Haiti’s Protests: Images Reflect Latest Power Struggle
Protests have escalated across Haiti this year amid a dispute over whether President Jovenel Moise is governing beyond his term limit. Public discontent is a regular feature of life in the Caribbean’s poorest country. In the latter half of 2020, it saw an average of eighty-four demonstrations each month, according to the United Nations. The current protests, many in the capital of Port-au-Prince, signal a deeper and potentially more dangerous political crisis, experts say.
Opposition groups say Moise’s five-year term ended on February 7, and some want Joseph Mecene Jean-Louis, a former Supreme Court judge, to serve as interim president until new elections are held. But Moise argues that his term lasts until next year because an interim government ruled Haiti for a year before he was named the winner in a chaotic, fourteen-month presidential election cycle. Moise has further roiled the opposition by announcing the arrests of twenty-three people who allegedly plotted to assassinate him, as well as by forcibly retiring three Supreme Court judges, including Jean-Louis.
The standoff marks another cycle of political instability in Haiti that, combined with natural disasters and other woes, has long hamstrung its development.

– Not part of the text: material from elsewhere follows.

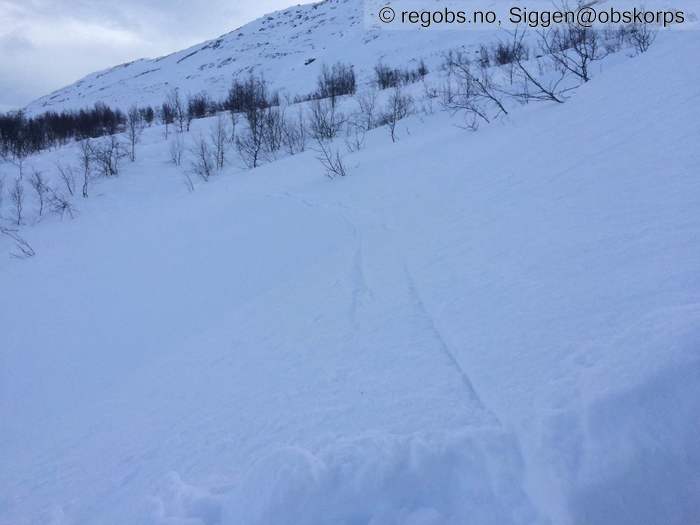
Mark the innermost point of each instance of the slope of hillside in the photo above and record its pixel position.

Sixty percent of the population lives on less than $2 per day, and fuel shortages are common. Kidnappings, including by state-linked gangs, surged by 200 percent between 2019 and 2020, prompting many schools to close. Murders are also on the rise. Since 2015, more than three hundred thousand people, about 2.7 percent of Haiti’s population, have left the country. The United States has the largest Haitian migrant population of any country, though there are also sizable Haitian communities in Canada, Chile, the Dominican Republic, and France. The Dominican Republic has announced plans to build a fence along its border with Haiti to curb illegal immigration and trade.
Many in Haiti fear the country is sliding back toward dictatorship, recalling memories of repression under the Duvalier dynasty, which lasted until 1986. Moise rules without a parliament—he dissolved it early last year after most lawmakers’ terms ran out in the absence of elections—and he aims to amend the constitution. A draft of the new constitution increases executive power, though it maintains the current limit of two presidential terms. Moise also recast the definition of terrorism to include some forms of protest, and the United Nations says security forces have violated demonstrators’ human rights during his presidency. For his part, Moise says Haiti’s government structure and current constitution have stymied progress on addressing the country’s entrenched problems.
Whether Haiti’s fractured opposition could do better than Moise’s poor track record is unclear. Some observers say foreign powers should step in and help install a transitional government until new elections can be held. However, international forces that have intervened in Haiti in the past, including the United States, support Moise’s claim to another year in office. Moise’s government has pledged to hold presidential, legislative, and local elections this fall. UN special envoy Helen Meagher La Lime has said she sees a democratic opening through prompt and fair elections as Haiti’s only possible escape from this crisis.